HOLLIS – Nov. 13 was a dark day for Paris, but the City of Light once had far darker days, as Henry M. Smith’s recent talk showed.

Smith, a professor emeritus at the University of New Hampshire, gave a slide presentation at the Hollis Social Library last week in which he showed photos from his many trips to France.

And while the pictures showed the city in all its glory, some of them pointed to the evil of the Vichy regime when the French government collaborated with the Nazis during World War II.

Smith, who taught French for many years and lived in Paris off and on, led a moment of silence, of "solidarity with our French friends," before his slide presentation to the full meeting room.
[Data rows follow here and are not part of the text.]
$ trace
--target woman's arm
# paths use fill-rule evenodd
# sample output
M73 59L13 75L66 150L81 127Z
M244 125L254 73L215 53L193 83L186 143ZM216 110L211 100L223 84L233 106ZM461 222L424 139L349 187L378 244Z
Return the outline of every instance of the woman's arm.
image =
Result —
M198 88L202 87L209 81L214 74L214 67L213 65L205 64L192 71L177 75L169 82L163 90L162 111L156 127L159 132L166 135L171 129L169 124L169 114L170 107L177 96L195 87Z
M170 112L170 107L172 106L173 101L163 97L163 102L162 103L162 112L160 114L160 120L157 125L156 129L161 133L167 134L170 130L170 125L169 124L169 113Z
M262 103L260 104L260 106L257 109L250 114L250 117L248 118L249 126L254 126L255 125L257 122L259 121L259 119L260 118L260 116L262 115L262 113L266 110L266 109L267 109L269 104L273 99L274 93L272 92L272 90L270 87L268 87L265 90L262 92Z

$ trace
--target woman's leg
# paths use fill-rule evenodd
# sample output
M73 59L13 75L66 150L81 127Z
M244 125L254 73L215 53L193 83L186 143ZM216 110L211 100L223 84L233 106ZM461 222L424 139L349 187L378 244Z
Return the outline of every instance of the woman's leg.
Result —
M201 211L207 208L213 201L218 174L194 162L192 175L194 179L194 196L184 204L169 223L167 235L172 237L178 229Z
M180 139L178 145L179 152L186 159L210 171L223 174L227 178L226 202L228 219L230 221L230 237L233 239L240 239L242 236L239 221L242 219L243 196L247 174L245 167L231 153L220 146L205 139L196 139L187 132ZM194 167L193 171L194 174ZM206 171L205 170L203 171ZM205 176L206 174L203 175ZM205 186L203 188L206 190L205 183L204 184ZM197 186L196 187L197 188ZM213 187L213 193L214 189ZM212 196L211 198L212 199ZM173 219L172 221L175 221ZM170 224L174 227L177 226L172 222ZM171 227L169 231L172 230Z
Near the Luxembourg Gardens, which draws visitor by the hundreds, is the Pantheon, dedicated to "Great Men from a Grateful Nation," and where French President Francois Hollande last spring inducted four new honorees, all World War II resistance fighters. They included Pierre Brossolette, a journalist who committed suicide to avoid giving information to the Vichy government.

Smith showed slides of the Arc de Triomph, the Champs-Elysees and the atrium of the Musee D’Orsay, a converted train station that contains an entire room of Van Gogh paintings.
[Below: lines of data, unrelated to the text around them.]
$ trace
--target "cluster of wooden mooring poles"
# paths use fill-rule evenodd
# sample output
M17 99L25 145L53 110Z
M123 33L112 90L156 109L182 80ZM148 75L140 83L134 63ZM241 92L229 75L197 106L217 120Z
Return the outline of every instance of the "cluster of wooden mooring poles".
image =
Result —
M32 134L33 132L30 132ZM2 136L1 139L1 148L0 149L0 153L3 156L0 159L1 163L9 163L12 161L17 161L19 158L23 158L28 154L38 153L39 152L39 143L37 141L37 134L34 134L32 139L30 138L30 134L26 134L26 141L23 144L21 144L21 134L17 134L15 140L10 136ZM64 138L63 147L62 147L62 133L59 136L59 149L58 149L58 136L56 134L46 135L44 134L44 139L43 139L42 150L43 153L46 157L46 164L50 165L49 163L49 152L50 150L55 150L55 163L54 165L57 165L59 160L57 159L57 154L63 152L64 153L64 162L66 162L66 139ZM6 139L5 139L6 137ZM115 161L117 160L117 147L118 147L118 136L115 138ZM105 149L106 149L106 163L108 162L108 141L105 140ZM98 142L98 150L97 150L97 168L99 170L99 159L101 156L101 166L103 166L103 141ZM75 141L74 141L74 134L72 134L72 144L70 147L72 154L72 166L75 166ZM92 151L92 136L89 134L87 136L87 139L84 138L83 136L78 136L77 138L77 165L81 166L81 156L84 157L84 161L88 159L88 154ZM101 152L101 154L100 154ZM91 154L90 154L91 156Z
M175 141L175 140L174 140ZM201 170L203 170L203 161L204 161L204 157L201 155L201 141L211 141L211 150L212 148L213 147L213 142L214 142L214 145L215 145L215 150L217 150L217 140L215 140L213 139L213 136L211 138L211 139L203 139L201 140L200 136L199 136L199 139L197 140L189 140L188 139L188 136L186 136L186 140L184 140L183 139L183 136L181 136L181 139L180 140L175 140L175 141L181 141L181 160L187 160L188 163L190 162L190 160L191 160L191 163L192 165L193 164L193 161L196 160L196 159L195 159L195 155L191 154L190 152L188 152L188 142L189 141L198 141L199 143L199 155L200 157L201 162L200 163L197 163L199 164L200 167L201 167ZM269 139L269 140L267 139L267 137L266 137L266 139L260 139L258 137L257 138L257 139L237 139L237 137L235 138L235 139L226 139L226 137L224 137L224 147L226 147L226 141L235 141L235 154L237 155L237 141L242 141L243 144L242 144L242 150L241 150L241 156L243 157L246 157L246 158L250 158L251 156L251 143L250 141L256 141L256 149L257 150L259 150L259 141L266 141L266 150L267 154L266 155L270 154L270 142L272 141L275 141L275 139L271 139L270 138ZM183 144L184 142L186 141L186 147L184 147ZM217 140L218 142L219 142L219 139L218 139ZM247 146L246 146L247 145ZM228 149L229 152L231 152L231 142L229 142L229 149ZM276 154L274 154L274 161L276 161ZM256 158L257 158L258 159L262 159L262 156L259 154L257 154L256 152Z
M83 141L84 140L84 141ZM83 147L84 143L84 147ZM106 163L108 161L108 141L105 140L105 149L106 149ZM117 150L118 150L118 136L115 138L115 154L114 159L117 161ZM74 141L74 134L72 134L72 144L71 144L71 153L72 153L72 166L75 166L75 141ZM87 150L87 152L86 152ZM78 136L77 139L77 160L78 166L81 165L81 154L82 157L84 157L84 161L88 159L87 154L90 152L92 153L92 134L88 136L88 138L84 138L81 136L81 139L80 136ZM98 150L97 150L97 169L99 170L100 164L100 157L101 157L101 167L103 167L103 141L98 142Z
The Eiffel Tower is also here, of course. Criticized as a "grotesque piece of metal" when it was built for the 100th anniversary of the French Revolution, it is now regarded as a majestic icon, Smith said.

Less well-known Parisian buildings were also featured, including the Holocaust museum, the Memorial de la Shoah, which opened in 2005 on the 60th anniversary of the liberation of Auschwitz by Soviet troops. And there is a memorial to the 200,000 people who were deported from Vichy to the Nazi concentration camps.
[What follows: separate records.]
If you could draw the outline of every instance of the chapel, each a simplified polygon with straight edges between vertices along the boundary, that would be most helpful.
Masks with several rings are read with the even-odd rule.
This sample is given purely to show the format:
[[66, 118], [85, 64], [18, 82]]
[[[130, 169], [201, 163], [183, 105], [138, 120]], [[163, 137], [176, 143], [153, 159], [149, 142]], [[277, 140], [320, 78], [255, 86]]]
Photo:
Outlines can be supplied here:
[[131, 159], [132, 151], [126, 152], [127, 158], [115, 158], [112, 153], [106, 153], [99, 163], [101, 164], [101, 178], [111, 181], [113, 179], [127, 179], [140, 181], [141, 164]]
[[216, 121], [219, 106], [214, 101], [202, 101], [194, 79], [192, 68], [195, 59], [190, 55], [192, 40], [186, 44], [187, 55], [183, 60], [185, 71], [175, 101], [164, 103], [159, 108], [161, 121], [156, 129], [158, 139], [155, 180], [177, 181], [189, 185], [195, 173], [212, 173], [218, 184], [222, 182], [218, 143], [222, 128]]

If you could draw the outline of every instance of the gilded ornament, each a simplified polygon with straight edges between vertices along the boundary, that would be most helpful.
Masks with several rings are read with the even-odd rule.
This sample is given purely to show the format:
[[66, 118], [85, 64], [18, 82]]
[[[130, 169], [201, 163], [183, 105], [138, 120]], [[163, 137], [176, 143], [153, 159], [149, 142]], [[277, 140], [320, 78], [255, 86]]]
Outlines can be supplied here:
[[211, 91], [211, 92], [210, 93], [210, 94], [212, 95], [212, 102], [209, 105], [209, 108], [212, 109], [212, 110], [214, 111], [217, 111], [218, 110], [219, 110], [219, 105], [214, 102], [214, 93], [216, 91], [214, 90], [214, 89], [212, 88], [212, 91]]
Smith also recommended the Museum of the Arab World and its Orient Express exhibit and the Pere Lachaise Cemetery, with its tombs of Edith Piaf, Chopin, Jim Morrison and other luminaries.

Many of the people in Smith’s audience had been to Paris, and one woman commented that Piaf’s tomb did not have as many flowers as Chopin’s.

"You’d think the man died yesterday," she said.

The evening ended with Smith leading the singing of three French songs, including "La Vie en Rose," Piaf’s signature song. Her 100th birthday would have been Dec. 19.